The New York Times Has Stayed "American"

<--

The New York Times YSK’nın vetoları nedeniyle patlama yapan ve yayılan sokak gösterileriyle “Arap İlkbaharı” arasında paralel kuran bir makale yayımladı.

Yerkürenin en önemli 5 gazetesinden biri olan “N.Y.T”nin bu yorumu dünyada bir ilk.

Potansiyel tehlike…

Dünya kamuoyu “Arap İlkbaharı” diye anılan Tunus, Libya, Mısır, Yemen ve Suriye’de iktidarlara karşı halkın sokaklara dökülmesini, çarpışmasını, despotları devirme hedeflerini sempatiyle izliyor.

Eksikleri olsa da 65 yıllık demokrasisi olan Türkiye ile despot yönetimler altındaki Arap ülkeleri arasında paralel kurmak haksızlıktır, yanılgıdır.

Türkiye’de yaşanan taşlı, molotof kokteylli gösterilere, resmi kurumların, bankaların yakılma eylemlerine sığ ve toptancı bir yaklaşımla küresel kamuoyunda sempati desteği üretebilir.

TURNUSOL KÂĞIDI

Gerçi yazıda Türkiye’nin “Arap İlkbaharına” ilham veren demokratik model oluşturduğuna, Erdoğan’ın ülkeyi “ekonomik dinamoya” dönüştürdüğüne de işaret edilmekte ama gene de bir “soru işareti” çizilmekte:

“Gösteriler Erdoğan’ın turnusol kâğıdı olacak…”

Yani…

Tıpkı turnusol kâğıdının reaksiyonla “mavi” veya “kırmızı” renge dönüşerek “asit” veya “baz” sonucunu vermesi gibi Erdoğan’ın da “demokrasi samimiyeti” görülecek demeye getiriliyor.

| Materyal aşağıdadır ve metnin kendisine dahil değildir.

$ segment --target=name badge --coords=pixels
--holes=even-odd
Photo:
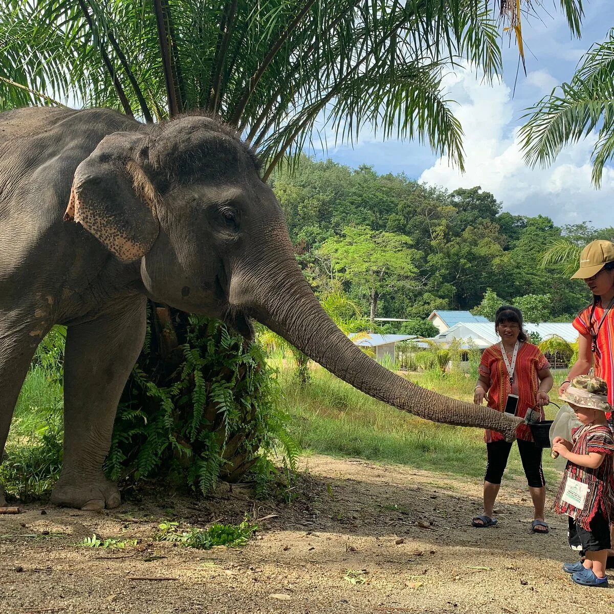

Yazar “geçmişte isteklerin arkasındaki ana güç kanlı bir savaş olsa da bugün sivil itaatsizlik hareketine dönüşmüş bulunuyor” iddiasıyla “özgürlük ve ana dilde eğitim ile diğer demokratik isteklerin” karşılanıp karşılanmayacağını sorguluyor.

Yazara göre “sivil itaatsizlik eylemi, sadece Kürtlerin değil, tüm Türkiye’nin tam demokrasiye geçişini” hedefliyor.

Yazarın konuştuğu bir BDP’li politikacı sadece “Arap ilkbaharından değil Amerika’daki insan hakları hareketinden de etkilendiklerini” söylemiş.

“40 yıl önce Amerika’da siyahlar ve beyazlar birlikte yemek yiyemiyordu. Şimdi, ülkenizin başkanı siyah…”

Anlaşılan “Türkiye’nin zencileri” muhabbeti de yapılmış.

Ama…

Bu ülkede Kürt kökenli Cumhurbaşkanı 72 yıl önce göreve gelmişti.

Sonra da Kürt kökenli cumhurbaşkanları, başbakanlar, bakanlar Türkiye’yi yönetti.

Sorun bu değil.

İnsan haklarına dayalı tüm kurumlarıyla ve kurallarıyla işleyen eşit yurttaşların demokrasi dokusunu oluşturmak.

ORTAK AKIL KAZANDI

Bütün bunların ötesinde…

YSK’nın yeniden değerlendirme sonucu aldığı son kararla birlikte meydanlar, sokaklar tenhalaştı.

N.Y.T olaya biraz “Amerikalı” kalmış.

Biraz daha gerçekçi yaklaşsaydı, YSK’nın “vetolarına” sadece BDP destekli Kürt yurttaşların değil Kürt olmayan aydınların, kanaat önderlerinin, medyanın hatta AKP doruklarının da tepki gösterdiklerini algılayacaktı.

“Demokratik hak” arayışı etnik köken farkı olmaksızın Türkiye genelinde paylaşılmıştır.

Ortak kamuoyu oluşmuştur.

İktidar partisinin Meclis Başkanı’ndan, iktidar partisi sözcüsüne, ana muhalefet liderine kadar siyasi yelpazenin -neredeyse- tamamı veto edilen adayların seçilme haklarının iadesi için ağırlık koymuştur.

Yani…

Olay “Kürt kökenliler sokaklara döküldü, sonucu söke söke aldı” gibi yorumlanırsa “yanlış” değilse bile kesinlikle “eksiktir.”

Sonuç “ortak akılla” alınmıştır.

Bu da “ayrılıkçılığın” değil “birlikte eşit ve özgür yaşamak” iradesinin gücüdür.

Erdoğan’ın değil Türkiye insanının demokrasiyle “turnusol” sınavıdır.